I'm a Delphi 7 programmer and have developed a multi-threaded network application that basically queues and generates database reports in printed and pdf format. The problem is that the application works 100% perfect on all segments of the network when the network isn't busy. However, when the network gets busy, it works 100% fine on the segment in which I've developed it, but in other areas of the network it either completely fails to produce the reports or it misses reports or data on reports intermittently.

The situation has become serious now that the network team consider my application to be the problem rather than the network it's running on and I've been asked to consider redevelopment (about 9 months work with all of the reports to rewrite). However, I find this difficult to understand when it can run fine on my segment of the network.

Can anybody shed some light on this problem and confirm my suspicions that it is more likely a network issue than the app, which after all runs fine all the time on one segment of the network (busy or not). Any suggestions as to what may be causing these inconsistencies would be greatly appreciated.

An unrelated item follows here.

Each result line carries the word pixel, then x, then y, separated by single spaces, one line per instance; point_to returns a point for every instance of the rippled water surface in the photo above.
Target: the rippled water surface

The details of are as follows:

The network:
We are running on a NetWare system on IPX on a single Dell PowerEdge dual-processor server (purchased new last year) with a mix of mainly 100BASE-TX and a few 10BASE-T workstations over a fibre backbone. The network team has recently changed hubs for Allied Telesyn switches on the 100Mbs segments of the network. At busy times there are probably in excess of 30 workstations running database apps from the server.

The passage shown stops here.